Belgique

Bientôt le feu vert pour la construction de la prison de Haren, un complexe pénitentiaire de 1200 places qui doit remplacer les établissements vétustes de Saint-Gilles, Forest et Berkendael . Le conseil communal de la Ville de Bruxelles avait refusé en octobre 2015 de déplacer le chemin vicinal du Keelbeek, qui coupe le site en deux, rendant impossible l’érection du bâtiment. Sans cet accord, la Région de Bruxelles-Capitale ne pouvait pas délivrer rapidement le permis d’urbanisme indispensable pour que le village pénitentiaire de Haren sorte de terre.
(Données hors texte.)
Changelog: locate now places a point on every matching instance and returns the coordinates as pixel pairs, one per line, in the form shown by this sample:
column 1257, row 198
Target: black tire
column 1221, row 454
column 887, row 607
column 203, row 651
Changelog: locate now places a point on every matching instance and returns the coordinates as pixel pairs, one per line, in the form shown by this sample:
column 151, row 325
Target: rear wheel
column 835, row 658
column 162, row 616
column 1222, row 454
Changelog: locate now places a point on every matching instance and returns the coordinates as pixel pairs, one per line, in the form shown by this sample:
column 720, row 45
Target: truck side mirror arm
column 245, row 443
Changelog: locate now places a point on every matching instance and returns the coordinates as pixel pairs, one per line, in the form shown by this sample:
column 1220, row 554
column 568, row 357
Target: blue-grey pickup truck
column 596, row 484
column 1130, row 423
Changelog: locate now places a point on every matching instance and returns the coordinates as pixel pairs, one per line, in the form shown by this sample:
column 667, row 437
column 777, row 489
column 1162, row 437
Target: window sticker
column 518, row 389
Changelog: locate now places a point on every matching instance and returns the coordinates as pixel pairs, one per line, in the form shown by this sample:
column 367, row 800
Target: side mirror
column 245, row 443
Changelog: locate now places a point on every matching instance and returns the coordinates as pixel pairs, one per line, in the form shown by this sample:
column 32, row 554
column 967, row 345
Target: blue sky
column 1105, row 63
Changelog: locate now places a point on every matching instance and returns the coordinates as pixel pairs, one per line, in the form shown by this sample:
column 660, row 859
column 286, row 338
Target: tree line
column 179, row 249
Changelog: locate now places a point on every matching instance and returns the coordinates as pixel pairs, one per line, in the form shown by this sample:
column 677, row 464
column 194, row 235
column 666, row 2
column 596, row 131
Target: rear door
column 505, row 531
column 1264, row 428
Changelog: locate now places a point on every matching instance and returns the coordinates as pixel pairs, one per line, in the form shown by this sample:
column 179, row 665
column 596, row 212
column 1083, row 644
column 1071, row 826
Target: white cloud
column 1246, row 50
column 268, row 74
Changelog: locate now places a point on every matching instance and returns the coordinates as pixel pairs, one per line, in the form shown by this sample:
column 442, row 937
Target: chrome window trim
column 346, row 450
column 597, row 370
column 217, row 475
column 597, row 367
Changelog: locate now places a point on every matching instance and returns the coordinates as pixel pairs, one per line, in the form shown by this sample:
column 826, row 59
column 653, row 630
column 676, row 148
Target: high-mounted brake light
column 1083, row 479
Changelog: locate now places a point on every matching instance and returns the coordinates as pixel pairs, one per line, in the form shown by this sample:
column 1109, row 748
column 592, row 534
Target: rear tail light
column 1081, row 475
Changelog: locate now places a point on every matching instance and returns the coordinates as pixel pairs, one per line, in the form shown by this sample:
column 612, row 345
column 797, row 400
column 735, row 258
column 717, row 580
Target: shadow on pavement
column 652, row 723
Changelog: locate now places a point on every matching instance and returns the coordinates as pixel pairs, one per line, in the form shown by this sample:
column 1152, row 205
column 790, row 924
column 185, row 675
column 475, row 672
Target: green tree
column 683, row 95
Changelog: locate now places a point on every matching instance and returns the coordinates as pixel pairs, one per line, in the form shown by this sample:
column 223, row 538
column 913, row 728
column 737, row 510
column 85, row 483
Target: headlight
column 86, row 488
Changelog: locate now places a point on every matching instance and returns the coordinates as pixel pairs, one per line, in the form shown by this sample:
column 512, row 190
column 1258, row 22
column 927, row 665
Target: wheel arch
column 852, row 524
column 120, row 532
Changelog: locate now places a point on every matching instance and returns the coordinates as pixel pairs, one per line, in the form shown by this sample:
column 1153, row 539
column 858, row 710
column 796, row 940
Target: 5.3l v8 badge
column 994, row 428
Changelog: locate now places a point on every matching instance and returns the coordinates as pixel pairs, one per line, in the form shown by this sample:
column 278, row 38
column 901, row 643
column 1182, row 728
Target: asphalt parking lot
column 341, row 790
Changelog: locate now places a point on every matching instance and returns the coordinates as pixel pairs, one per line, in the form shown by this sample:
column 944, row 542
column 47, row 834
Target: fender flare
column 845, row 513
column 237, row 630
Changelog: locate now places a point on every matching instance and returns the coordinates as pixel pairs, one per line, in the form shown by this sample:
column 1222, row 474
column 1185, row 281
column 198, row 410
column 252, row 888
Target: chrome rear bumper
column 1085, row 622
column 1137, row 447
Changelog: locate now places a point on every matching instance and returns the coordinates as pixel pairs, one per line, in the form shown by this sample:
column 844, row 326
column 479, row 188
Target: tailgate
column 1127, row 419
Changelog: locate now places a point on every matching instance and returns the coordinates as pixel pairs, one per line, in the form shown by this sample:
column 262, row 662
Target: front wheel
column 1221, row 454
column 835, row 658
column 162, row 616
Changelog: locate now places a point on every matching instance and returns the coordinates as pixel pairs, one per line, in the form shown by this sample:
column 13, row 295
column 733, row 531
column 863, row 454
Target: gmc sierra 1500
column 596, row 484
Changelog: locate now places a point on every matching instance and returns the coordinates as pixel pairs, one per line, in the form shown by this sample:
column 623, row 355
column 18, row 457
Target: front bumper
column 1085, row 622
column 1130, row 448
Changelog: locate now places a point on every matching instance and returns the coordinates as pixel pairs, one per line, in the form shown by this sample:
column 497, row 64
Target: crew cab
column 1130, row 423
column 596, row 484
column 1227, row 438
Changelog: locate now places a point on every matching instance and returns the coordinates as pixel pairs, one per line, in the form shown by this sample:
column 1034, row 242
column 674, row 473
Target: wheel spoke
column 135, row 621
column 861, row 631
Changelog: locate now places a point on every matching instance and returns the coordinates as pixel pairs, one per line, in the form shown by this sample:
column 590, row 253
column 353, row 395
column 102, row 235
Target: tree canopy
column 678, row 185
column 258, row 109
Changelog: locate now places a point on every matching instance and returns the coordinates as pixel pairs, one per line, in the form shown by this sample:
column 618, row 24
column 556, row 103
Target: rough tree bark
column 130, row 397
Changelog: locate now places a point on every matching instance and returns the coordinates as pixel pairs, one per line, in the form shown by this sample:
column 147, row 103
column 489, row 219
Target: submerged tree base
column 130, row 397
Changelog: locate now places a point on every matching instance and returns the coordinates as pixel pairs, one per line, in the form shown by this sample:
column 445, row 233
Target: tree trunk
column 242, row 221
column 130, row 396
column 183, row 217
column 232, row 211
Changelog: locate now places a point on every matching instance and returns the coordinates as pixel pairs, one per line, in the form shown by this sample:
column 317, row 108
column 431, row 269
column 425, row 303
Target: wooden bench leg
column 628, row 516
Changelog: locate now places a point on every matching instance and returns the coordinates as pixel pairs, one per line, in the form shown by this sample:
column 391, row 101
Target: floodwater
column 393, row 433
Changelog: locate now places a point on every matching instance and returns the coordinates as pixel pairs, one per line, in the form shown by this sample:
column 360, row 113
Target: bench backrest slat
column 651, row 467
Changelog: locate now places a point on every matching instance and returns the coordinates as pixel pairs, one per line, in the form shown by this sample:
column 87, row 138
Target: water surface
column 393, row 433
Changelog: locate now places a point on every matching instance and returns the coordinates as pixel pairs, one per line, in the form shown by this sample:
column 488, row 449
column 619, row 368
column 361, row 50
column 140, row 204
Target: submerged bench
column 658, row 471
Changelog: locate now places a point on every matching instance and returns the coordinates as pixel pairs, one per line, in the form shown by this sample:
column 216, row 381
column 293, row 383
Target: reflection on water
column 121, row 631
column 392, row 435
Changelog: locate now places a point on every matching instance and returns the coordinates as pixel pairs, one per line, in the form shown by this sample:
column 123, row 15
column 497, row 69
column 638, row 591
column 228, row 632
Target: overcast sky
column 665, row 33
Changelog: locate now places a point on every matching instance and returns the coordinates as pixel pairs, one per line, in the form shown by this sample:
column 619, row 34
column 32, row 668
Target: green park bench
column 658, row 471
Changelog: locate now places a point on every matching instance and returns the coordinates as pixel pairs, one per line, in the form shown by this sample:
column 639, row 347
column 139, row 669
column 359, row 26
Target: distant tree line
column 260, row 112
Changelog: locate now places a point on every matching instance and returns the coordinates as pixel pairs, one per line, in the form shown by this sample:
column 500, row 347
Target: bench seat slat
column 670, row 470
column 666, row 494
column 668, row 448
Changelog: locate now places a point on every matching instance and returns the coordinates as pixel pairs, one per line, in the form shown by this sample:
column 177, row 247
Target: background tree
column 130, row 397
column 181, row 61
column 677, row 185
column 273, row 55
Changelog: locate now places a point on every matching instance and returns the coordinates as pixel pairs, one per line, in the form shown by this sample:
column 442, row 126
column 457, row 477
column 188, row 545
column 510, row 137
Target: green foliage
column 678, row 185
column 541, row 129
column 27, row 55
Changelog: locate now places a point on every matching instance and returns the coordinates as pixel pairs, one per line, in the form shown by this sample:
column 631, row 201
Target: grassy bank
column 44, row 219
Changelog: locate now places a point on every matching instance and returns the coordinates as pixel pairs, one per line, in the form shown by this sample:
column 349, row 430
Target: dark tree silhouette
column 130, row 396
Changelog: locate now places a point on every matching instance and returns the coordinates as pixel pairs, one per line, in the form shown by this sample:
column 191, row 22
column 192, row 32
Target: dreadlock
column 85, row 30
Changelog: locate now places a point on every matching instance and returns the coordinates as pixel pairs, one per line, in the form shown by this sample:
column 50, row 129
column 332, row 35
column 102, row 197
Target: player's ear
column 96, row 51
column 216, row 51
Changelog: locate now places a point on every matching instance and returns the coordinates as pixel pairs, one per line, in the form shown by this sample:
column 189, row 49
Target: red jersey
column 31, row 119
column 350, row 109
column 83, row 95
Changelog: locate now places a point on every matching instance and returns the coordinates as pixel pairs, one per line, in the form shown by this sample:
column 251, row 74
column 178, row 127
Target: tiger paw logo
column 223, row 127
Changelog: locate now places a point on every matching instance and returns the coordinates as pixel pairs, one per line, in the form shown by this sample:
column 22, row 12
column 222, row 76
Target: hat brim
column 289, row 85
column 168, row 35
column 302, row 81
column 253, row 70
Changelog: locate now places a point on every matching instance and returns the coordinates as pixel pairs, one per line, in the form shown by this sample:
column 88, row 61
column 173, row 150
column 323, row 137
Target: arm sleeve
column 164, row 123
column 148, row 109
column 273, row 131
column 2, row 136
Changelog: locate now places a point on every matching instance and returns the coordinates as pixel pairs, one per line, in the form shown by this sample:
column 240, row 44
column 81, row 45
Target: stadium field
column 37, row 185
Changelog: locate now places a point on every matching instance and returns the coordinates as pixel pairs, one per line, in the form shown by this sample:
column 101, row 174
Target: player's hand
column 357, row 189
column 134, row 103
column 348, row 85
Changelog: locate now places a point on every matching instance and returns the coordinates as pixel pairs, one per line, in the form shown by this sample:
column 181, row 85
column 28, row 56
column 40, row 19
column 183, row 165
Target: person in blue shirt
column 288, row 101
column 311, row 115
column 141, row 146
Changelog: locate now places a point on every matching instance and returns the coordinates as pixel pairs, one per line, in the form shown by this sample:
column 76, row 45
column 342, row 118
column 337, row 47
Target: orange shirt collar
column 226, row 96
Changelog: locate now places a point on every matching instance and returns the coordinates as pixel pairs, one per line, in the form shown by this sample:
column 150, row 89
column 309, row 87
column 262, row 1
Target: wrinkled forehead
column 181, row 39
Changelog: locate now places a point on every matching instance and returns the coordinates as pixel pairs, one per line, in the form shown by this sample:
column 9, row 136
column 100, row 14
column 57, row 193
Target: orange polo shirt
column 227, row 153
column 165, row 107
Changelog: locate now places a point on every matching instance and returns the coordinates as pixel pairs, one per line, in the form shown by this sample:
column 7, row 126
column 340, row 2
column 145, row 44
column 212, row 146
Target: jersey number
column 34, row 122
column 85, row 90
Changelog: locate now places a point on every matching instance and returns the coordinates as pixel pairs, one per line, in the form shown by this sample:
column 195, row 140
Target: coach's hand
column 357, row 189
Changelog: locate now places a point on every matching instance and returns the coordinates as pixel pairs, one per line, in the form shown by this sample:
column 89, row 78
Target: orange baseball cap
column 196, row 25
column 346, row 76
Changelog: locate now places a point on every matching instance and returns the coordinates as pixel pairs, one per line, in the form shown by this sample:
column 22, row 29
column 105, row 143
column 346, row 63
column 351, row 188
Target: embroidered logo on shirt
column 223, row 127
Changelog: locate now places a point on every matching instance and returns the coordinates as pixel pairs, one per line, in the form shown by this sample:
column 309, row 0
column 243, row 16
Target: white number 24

L’Etat et le consortium Cafasso (soumissionnaire préférentiel pour la construction de la prison de Haren) ont donc dû introduire des plans adaptés, tant pour le permis d’urbanisme que pour la déviation du chemin du Keelbeek. L’enquête publique sur ces projets modifiés se clôture ce vendredi 20 mai à minuit. Une nouvelle réunion de la Commission de concertation de la Ville de Bruxelles est fixée au mercredi 1er juin.

Maigres compensations

Du côté des riverains et des opposants à la mégaprison, c’est toujours "non". La mobilisation de citoyens, d’associations, de défenseurs de l’environnement, de magistrats, d’avocats… ne faiblit pas. Ils sont toujours opposés à ce projet jugé trop grand, trop cher - on évoque un coût de 3 milliards d’euros sur 25 ans -, trop éloigné du palais de justice, opaque et sans débat démocratique.

Il nous revient que du côté de la Ville de Bruxelles, la donne a changé. Satisfaite par les modifications, elle accepterait finalement de dévier le sentier pluriséculaire du Keelbeek.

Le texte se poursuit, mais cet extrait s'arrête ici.